Seems ok with simple input and output; could you print out the diff between the files, or include sample files?
It's not anything funny like you are processing a unix file on windows etc and the newline separators are getting confused?

coco06 · 14-01-2009 04:43PM

The file is am parsing is a pcl file made up of symbols, numbers, chars etc.
It will read to a certain point on the current line and then output it even if there is more text after it.

I can show you the pcl file if you would like to take a look at it.
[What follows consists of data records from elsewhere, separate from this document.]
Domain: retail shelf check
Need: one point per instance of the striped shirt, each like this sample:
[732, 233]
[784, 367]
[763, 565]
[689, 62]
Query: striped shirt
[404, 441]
I presumed that the current line would be defined by the very last character it finds?

Thanks

coco06 · 14-01-2009 04:46PM

fergalr wrote: »

Seems ok with simple input and output; could you print out the diff between the files, or include sample files?
It's not anything funny like you are processing a unix file on windows etc and the newline separators are getting confused?

The sample file i would have to pm you as it is a pcl file and would be too large to paste here. it is 102kbs.

fergalr · 14-01-2009 04:58PM

I'm not familiar with the pcl format.
Are you saying it's a binary, as opposed to text, file?

If it's the case that it's a binary file, what it interprets as a 'line' in the file could indeed be behaving differently than what you intend.

Feel free to either PM me the file, or stick it up on a website for everyone to see, and I'll take a look...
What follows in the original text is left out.